🤖 AI Summary
This study addresses the need to quantify the sources of variation in large language models’ outputs on creative tasks, disentangling the contributions of prompts, model choice, and sampling randomness. By generating 100 samples per prompt across 12 models for 10 creative prompts (yielding 12,000 total outputs), the authors employ variance decomposition to systematically analyze the components of variance in originality and fluency. Their analysis reveals, for the first time, that prompt selection accounts for 36.43% of the variance in originality—nearly matching the 40.94% attributable to model choice.
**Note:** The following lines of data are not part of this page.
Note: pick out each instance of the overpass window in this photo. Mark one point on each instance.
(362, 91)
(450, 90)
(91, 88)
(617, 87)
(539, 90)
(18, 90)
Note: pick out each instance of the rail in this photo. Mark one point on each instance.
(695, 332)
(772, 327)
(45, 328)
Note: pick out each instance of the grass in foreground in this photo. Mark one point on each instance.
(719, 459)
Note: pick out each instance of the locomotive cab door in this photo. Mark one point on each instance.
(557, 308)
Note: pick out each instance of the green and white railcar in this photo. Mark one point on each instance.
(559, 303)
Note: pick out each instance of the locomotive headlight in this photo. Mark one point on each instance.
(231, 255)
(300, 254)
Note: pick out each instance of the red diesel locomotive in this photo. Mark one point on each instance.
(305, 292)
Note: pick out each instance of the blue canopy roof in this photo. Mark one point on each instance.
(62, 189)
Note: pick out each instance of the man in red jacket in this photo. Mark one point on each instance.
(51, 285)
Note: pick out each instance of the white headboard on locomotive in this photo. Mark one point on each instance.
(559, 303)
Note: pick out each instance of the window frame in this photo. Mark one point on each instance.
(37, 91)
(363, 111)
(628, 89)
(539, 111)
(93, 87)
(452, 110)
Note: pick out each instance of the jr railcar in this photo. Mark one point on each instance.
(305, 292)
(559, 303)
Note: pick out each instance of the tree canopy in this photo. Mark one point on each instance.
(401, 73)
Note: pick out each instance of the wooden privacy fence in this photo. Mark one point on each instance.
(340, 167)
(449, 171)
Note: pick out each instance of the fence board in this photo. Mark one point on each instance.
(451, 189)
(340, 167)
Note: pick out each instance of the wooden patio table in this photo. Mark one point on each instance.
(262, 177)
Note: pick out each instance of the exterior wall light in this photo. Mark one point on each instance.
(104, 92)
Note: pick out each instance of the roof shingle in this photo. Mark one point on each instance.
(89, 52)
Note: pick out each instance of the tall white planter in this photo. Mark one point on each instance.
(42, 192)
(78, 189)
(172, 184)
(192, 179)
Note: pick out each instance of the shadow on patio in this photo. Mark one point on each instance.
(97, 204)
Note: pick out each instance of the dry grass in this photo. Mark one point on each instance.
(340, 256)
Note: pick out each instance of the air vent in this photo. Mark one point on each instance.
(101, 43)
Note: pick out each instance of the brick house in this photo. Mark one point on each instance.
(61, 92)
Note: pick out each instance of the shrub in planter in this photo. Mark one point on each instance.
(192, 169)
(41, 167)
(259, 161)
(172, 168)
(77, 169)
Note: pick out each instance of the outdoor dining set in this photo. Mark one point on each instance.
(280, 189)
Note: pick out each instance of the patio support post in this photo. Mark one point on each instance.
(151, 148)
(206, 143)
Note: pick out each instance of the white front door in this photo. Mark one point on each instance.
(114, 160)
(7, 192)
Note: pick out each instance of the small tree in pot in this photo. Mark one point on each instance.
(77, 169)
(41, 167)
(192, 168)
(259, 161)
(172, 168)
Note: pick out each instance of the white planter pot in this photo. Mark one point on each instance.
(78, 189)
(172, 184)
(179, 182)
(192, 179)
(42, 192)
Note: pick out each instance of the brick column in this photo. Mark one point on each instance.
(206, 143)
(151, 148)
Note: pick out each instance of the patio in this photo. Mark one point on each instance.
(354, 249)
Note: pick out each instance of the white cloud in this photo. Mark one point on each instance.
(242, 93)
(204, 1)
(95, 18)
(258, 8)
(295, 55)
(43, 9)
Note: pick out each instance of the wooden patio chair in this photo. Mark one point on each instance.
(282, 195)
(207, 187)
In contrast, fluency is predominantly driven by model choice (51.25%) and within-model stochasticity (33.70%), with prompts contributing only 4.22%. These findings underscore the susceptibility of single-sample evaluations to sampling noise and highlight the necessity of multi-sample generation and controlled experimental designs in assessing creative language generation.
📝 Abstract
How much of LLM output variance is explained by prompts versus model choice versus stochasticity through sampling? We answer this by evaluating 12 LLMs on 10 creativity prompts with 100 samples each (N = 12,000). For output quality (originality), prompts explain 36.43% of variance, comparable to model choice (40.94%). But for output quantity (fluency), model choice (51.25%) and within-LLM variance (33.70%) dominate, with prompts explaining only 4.22%. Prompts are powerful levers for steering output quality, but given the substantial within-LLM variance (10-34%), single-sample evaluations risk conflating sampling noise with genuine prompt or model effects.